Vou parar por aqui, não porque seja o fim do texto, mas porque decidi parar. Tudo o que
"é", aqui significa que "pode ser". Por isso escrevi um ensaio e não haverá espetáculo final.
"O medo de amar é o medo de ser livre" (título de uma música de Fernando Brant com Beto
Guedes), “o medo de amar é não arriscar, esperando que façam por nós o que é nosso dever,
recusar o poder”17. Recusar o poder, ser impotente e seguir apenas como juiz dos outros,
sendo o julgador sem legislar, procurando outros ressentidos e medrosos (que são muitos)
para defender-se da transformação. Julgar é preciso, é o que estou fazendo nesse momento,
inclusive. Contudo, na prática, os juízes medíocres não escapam do caos coberto pelos
panos da hipocrisia, aquela que ninguém quer, mas que poucos abrem mão, porque de tão
fina, a hipocrisia é sempre pano para cobrir, não protagoniza, é cenário para cobrir cenário.

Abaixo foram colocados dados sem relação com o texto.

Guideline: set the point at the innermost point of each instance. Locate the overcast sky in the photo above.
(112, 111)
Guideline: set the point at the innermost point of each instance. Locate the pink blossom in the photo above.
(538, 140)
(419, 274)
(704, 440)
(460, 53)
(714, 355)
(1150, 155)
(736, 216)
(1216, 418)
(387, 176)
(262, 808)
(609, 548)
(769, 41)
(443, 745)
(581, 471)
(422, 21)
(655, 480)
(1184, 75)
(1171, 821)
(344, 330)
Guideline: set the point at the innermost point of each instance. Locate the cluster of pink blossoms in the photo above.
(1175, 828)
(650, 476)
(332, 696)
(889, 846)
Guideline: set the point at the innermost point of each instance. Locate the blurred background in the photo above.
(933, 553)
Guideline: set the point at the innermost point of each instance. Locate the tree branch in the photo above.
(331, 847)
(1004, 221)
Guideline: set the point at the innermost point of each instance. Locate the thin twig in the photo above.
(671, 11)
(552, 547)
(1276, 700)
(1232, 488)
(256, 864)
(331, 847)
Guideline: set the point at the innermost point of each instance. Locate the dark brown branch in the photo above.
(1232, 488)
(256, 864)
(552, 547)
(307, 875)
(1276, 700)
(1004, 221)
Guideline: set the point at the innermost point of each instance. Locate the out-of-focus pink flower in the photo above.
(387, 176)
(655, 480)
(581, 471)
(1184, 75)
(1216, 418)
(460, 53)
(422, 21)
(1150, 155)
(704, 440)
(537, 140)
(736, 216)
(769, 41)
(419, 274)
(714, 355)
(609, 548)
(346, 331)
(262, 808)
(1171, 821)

Na origem da palavra ela seria a própria máscara do ator, entretanto, a máscara do ator não
esconde ser máscara, é autêntica. Recusar a liberdade estorno mata por asfixia, liberdade
total vai matar por excesso de oxigênio. A morte é inevitável. No caminho as escolhas. No
caminho, o caminho. No entre. Móvel. Entre18!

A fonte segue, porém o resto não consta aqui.